Estaremos a dizer o mesmo?
«Cristina reconhece a voz de Rodrigo e vai ela própria correr o trinco» (Despedidas de Verão, Urbano Tavares Rodrigues. Lisboa: Livraria Bertrand, s/d [1967], p. 24).
Já uma vez, a propósito de um estore, demonstrei que isto não está correcto. Ou estará? Não conhecem o contexto, mas não há muito para saber: Cristina, a protagonista, espera Rodrigo, o seu amante com idade para ser seu filho, e corre a abrir-lhe a porta. Devia ser a criada a fazê-lo, mas ela antecipa-se-lhe. Temos duas acepções, no Dicionário da Língua Portuguesa da Porto Editora, que se adequam: «mover, fazendo deslizar», e «fazer entrar (ferrolho)». Se optarmos pela primeira, está tudo bem. Aliás, estaria sempre tudo bem, pois quer se fosse a fechar, quer fosse a abrir uma porta, estava a mover-se, fazendo deslizar, o trinco. Contudo, somos levados a pensar que se trata da segunda acepção, o que sucede pela presença da palavra «ferrolho». Ora bem, vejamos agora com a mesma expressão noutra obra, mas que possamos comprovar. Como?

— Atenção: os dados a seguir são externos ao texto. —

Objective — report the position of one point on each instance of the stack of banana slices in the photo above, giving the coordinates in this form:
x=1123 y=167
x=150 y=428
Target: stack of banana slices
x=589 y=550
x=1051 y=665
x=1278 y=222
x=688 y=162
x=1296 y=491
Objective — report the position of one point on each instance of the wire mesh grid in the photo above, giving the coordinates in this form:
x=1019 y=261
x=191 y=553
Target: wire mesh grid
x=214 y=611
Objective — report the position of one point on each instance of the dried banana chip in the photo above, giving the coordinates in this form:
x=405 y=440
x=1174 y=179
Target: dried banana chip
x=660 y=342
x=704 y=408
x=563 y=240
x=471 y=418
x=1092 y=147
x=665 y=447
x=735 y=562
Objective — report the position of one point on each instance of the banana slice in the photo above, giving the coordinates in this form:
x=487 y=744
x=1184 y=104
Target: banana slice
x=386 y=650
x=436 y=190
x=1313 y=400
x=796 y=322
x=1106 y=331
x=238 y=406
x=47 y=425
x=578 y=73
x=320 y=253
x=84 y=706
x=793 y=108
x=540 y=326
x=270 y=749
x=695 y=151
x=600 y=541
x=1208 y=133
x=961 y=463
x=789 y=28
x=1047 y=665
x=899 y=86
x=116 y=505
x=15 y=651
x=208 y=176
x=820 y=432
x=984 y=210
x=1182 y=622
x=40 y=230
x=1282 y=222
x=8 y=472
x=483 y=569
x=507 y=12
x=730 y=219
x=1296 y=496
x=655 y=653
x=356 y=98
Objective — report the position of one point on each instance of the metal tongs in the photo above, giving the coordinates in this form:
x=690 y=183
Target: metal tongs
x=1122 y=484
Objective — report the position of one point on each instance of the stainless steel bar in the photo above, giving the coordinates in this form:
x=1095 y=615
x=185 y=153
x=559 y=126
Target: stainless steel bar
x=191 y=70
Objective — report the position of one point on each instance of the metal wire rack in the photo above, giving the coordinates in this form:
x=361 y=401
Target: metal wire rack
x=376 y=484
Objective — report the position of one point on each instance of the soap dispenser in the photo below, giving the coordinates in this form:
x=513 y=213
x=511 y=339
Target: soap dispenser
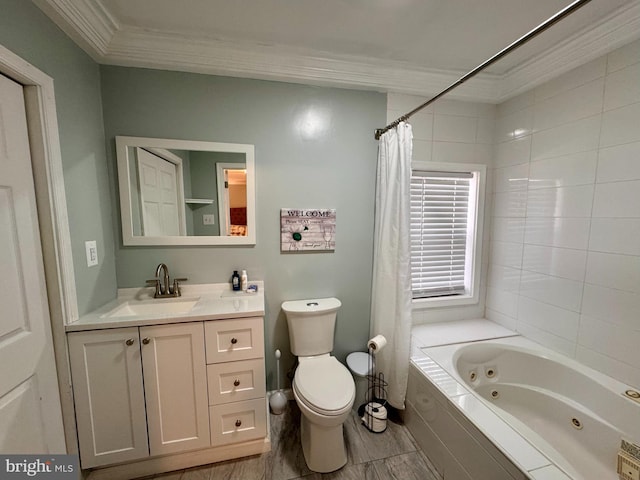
x=235 y=281
x=244 y=281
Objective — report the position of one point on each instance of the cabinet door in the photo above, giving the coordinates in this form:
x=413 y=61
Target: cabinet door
x=109 y=397
x=175 y=379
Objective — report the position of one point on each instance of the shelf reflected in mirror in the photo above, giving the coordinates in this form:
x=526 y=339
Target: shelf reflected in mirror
x=180 y=192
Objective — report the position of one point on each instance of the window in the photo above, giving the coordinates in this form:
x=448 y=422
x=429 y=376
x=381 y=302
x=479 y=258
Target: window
x=446 y=219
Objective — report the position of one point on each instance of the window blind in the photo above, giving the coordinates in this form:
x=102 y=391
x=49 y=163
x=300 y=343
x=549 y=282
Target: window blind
x=439 y=224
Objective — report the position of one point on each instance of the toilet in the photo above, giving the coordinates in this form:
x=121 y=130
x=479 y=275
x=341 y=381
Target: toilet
x=323 y=388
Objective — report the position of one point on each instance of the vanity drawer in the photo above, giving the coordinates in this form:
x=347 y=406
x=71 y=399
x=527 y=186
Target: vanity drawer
x=234 y=339
x=236 y=381
x=238 y=421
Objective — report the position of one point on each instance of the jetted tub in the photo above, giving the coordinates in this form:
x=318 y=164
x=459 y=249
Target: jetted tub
x=573 y=416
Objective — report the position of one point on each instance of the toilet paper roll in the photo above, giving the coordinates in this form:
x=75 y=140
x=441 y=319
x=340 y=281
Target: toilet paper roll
x=376 y=344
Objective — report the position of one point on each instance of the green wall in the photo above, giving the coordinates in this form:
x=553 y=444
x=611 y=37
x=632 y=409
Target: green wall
x=296 y=166
x=27 y=32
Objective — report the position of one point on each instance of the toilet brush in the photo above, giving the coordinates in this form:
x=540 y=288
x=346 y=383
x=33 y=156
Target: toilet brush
x=278 y=400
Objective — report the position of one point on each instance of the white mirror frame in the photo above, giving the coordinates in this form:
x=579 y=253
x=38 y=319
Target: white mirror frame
x=122 y=154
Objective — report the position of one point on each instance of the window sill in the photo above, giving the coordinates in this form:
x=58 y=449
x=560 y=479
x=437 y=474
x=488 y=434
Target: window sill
x=441 y=302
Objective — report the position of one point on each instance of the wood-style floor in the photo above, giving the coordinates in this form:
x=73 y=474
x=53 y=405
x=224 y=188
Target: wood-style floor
x=392 y=454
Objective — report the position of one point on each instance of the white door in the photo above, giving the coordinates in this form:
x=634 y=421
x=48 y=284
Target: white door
x=109 y=396
x=175 y=382
x=30 y=414
x=158 y=195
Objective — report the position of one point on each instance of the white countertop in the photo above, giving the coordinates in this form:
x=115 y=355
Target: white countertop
x=214 y=302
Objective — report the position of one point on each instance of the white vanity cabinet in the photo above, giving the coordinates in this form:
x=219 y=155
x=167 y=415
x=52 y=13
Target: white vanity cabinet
x=134 y=380
x=236 y=380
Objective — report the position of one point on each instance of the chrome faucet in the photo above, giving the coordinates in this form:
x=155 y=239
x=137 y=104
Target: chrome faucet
x=163 y=285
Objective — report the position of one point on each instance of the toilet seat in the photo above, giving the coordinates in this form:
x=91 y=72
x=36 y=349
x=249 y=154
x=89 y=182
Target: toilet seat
x=324 y=385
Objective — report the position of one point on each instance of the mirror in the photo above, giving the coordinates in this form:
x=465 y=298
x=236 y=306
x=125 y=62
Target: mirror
x=180 y=192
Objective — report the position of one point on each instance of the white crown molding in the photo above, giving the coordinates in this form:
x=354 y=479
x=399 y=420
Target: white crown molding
x=143 y=48
x=97 y=31
x=613 y=31
x=88 y=22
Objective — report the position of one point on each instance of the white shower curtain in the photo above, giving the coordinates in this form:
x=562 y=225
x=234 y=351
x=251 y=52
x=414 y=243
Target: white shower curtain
x=391 y=289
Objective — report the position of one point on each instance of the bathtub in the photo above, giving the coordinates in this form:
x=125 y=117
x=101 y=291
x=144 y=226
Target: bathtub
x=522 y=406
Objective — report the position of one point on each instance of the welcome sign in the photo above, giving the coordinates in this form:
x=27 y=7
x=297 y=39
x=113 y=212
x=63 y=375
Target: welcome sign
x=303 y=230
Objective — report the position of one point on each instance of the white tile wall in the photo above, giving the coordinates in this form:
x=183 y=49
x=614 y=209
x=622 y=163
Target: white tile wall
x=564 y=207
x=565 y=271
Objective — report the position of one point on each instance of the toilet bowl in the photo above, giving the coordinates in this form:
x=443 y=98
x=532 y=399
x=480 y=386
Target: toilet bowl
x=324 y=391
x=322 y=387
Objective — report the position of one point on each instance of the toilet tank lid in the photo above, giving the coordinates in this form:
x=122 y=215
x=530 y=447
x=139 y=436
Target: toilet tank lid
x=316 y=305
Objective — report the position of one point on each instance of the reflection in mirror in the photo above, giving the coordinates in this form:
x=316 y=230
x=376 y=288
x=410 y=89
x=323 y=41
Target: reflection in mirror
x=177 y=192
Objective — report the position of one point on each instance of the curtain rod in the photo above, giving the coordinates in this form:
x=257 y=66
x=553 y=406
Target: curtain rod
x=521 y=41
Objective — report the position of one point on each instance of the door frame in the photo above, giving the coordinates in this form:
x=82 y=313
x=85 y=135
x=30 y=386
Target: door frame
x=46 y=160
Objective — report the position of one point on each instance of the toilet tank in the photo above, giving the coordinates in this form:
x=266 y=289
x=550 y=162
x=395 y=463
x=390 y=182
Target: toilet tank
x=311 y=325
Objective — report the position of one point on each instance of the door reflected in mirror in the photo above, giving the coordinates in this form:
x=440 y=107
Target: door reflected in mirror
x=177 y=192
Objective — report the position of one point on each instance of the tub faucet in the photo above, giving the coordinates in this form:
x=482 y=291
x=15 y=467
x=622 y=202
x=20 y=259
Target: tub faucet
x=163 y=285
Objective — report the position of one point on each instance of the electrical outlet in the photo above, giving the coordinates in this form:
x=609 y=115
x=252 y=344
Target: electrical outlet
x=92 y=253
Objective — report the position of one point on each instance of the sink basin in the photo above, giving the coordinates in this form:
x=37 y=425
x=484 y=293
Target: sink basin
x=166 y=306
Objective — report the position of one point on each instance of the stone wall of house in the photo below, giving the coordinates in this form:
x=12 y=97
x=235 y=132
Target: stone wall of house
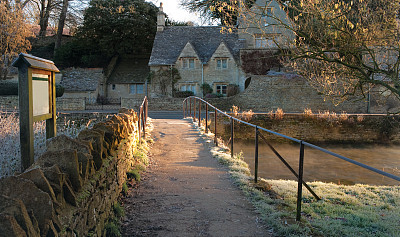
x=70 y=104
x=290 y=93
x=319 y=129
x=70 y=189
x=9 y=102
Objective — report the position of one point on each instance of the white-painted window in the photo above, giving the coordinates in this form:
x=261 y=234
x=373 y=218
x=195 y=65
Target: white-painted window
x=221 y=89
x=222 y=63
x=188 y=87
x=188 y=63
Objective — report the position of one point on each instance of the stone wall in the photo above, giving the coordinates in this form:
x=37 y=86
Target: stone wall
x=290 y=93
x=70 y=104
x=71 y=188
x=11 y=103
x=319 y=129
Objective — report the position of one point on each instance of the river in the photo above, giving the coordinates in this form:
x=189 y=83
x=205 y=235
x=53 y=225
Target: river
x=319 y=166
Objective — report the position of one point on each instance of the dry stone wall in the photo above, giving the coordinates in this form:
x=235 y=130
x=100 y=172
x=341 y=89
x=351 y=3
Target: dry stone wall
x=71 y=188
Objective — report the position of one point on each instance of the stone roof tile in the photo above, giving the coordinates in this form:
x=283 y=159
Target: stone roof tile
x=169 y=43
x=81 y=79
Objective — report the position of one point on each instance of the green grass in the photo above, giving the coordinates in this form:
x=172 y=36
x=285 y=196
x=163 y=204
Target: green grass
x=118 y=210
x=134 y=174
x=125 y=189
x=358 y=210
x=112 y=228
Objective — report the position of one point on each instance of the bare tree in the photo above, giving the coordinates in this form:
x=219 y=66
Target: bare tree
x=343 y=48
x=13 y=35
x=61 y=24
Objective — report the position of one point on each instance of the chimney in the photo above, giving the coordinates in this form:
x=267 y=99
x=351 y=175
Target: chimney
x=161 y=19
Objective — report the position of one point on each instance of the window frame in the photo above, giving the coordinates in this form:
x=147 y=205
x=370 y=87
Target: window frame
x=188 y=87
x=221 y=89
x=188 y=63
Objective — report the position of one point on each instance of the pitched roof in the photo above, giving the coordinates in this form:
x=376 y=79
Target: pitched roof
x=130 y=70
x=81 y=79
x=169 y=43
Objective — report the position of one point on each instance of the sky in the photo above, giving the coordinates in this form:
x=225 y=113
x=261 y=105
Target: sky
x=176 y=12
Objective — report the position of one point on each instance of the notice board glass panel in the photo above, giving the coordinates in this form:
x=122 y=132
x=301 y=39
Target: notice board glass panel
x=40 y=94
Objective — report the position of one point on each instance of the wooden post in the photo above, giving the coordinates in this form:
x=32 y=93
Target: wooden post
x=25 y=115
x=37 y=101
x=51 y=125
x=256 y=158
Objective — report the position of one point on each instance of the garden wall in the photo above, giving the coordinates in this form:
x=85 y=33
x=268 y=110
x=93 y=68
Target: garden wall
x=71 y=188
x=66 y=104
x=320 y=128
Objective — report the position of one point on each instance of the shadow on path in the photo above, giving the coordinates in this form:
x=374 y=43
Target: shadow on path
x=185 y=192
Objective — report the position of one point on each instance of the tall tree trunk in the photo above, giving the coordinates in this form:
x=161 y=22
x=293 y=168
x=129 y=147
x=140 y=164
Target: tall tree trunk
x=61 y=23
x=44 y=17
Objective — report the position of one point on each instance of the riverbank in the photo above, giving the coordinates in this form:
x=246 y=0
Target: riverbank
x=357 y=210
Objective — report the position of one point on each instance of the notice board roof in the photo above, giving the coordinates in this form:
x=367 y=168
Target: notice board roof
x=35 y=62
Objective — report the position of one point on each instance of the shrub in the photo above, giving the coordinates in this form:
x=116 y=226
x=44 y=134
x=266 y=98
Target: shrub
x=134 y=174
x=183 y=94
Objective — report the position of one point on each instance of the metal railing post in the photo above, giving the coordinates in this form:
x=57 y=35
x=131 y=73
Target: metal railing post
x=232 y=133
x=194 y=109
x=300 y=182
x=190 y=107
x=215 y=127
x=139 y=123
x=185 y=109
x=206 y=118
x=147 y=108
x=199 y=113
x=256 y=157
x=144 y=123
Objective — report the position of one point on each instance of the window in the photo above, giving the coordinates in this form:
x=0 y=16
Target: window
x=188 y=63
x=221 y=89
x=188 y=87
x=265 y=41
x=222 y=63
x=136 y=89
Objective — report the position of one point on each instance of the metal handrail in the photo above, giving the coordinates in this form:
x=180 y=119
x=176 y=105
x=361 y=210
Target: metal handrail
x=257 y=133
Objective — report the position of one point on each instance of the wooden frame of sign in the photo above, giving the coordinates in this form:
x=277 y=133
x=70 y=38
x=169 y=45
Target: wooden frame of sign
x=37 y=101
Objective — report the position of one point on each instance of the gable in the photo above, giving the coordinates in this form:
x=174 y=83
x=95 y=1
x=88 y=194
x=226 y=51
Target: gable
x=204 y=40
x=188 y=52
x=222 y=52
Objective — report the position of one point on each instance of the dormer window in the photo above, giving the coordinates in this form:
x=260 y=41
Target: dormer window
x=265 y=40
x=188 y=63
x=222 y=63
x=267 y=12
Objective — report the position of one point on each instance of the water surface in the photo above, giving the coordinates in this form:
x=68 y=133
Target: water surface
x=319 y=166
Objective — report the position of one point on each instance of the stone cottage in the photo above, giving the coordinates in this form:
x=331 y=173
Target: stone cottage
x=80 y=83
x=204 y=54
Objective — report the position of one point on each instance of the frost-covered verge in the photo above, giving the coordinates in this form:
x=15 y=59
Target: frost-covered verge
x=358 y=210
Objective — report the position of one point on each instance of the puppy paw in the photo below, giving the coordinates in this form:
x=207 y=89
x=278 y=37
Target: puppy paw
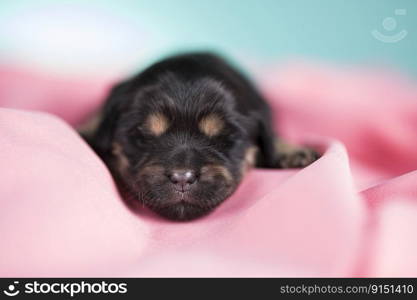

Optando por uma tradução. «Depois de entrar e de correr o trinco, aproximo-me da outra porta em bicos de pés e encosto o ouvido à madeira» (A Herdeira Acidental, Vikas Swarup. Tradução de Elsa T. S. Vieira. Alfragide: Asa, 2013). E aqui, trancou-se ou destrancou-se a porta? Porque a expressão é a mesma. «Once I am inside the room, with the door securely locked, I tiptoe to the other door and put my ear against it, trying to listen in.»